The representative of the Commissioner was not asked to make a detailed submission but confirmed to the Board that as a matter of law a payment which is not damages for breach of contract and which is not paid out of an approved provident fund or retirement scheme is subject to be assessed to salaries tax if it is paid in respect of the services provided by the Taxpayer to his employer.

The Board has total sympathy for the Taxpayer. Retirement benefits are a major subject of debate and discussion by our government, our legislators and pressure groups. There is a major debate taking place about whether or not the so-called ‘sandwiched’ middle class should be subject to salaries tax and whether the tax threshold should be substantially increased. Arguments are put forward that employers should be responsible and take care of their employees in their old age. It is pointed out that if statutory arrangements are not made the burden will eventually fall on the government and public revenue.
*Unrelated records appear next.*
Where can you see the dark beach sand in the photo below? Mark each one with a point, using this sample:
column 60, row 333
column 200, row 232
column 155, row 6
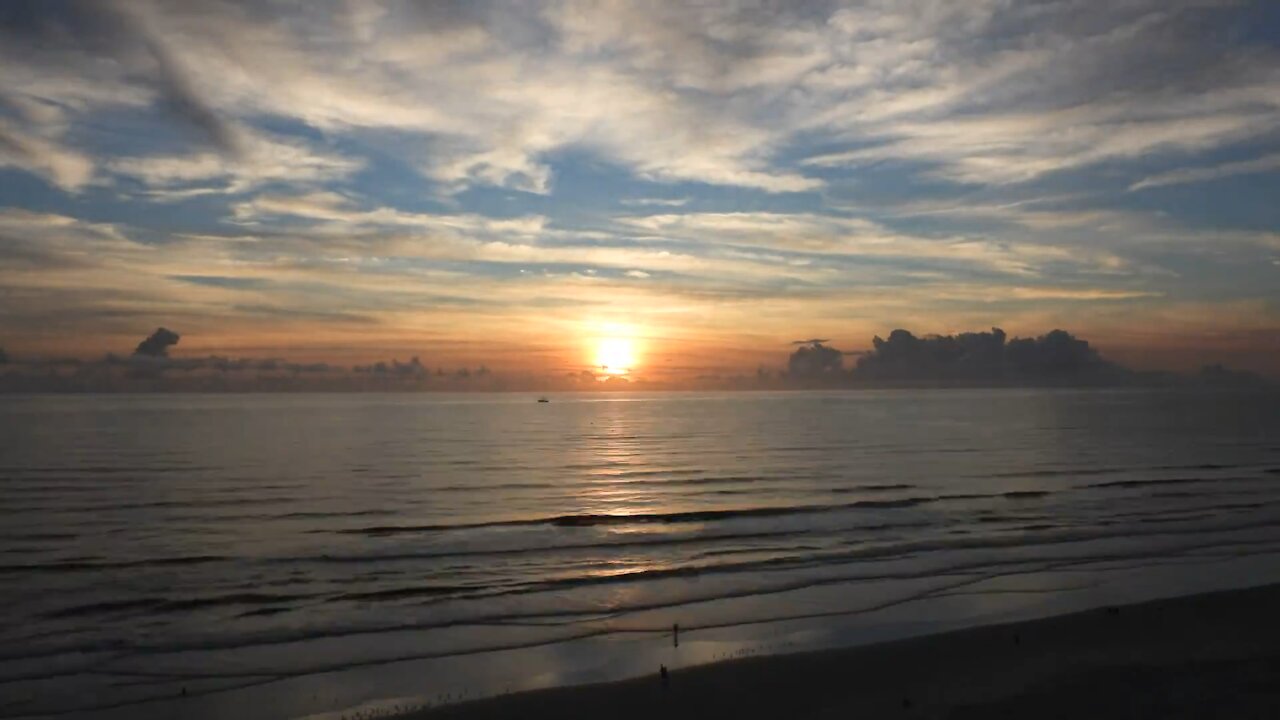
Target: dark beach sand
column 1203, row 656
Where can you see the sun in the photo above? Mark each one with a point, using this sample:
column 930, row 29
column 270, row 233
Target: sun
column 615, row 355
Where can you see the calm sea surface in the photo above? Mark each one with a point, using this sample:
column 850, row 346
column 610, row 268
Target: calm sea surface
column 287, row 556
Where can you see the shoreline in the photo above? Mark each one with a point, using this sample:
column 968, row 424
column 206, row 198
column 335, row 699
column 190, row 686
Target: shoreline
column 1192, row 656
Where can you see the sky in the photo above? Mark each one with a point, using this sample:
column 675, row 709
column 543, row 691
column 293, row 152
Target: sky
column 682, row 187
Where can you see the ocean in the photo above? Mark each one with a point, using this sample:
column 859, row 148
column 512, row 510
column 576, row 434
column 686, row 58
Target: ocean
column 324, row 555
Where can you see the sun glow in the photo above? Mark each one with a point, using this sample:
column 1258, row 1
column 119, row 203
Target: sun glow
column 615, row 355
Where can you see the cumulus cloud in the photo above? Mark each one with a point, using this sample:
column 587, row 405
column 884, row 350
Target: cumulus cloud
column 365, row 162
column 158, row 343
column 816, row 361
column 984, row 356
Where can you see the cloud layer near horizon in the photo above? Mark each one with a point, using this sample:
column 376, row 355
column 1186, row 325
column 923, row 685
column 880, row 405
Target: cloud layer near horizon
column 510, row 180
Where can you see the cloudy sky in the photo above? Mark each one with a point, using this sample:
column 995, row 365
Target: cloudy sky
column 511, row 182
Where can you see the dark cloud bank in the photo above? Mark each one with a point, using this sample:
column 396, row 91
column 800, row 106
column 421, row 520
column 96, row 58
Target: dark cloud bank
column 981, row 359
It seems inconceivable in the light of all of this that our taxation law should require that when an employer goes out of business leaving behind an employee with some forty years of loyal service, and a comparatively modest ex-gratia payment of $500,000 is made, that payment to be subject to tax only because the employer did not establish an approved provident fund or retirement scheme. Unfortunately for the Taxpayer that is the state of our law and neither the Commissioner nor this Board has any discretion in the matter. We are not allowed to investigate to see whether or not the payment is in fact reasonable and whether or not it would have been capable of approval if the employer had sought to establish an approved retirement scheme.

As it is clear that the payment of $500,000 is subject to salaries tax and that we have no discretion in the matter, we have no option but to dismiss the appeal and confirm the assessment against which the Taxpayer has appealed.

We add a rider to this decision suggesting that our legislators might give this matter their urgent consideration with a view to changing the law if it is felt, as we do, that there is injustice in the system.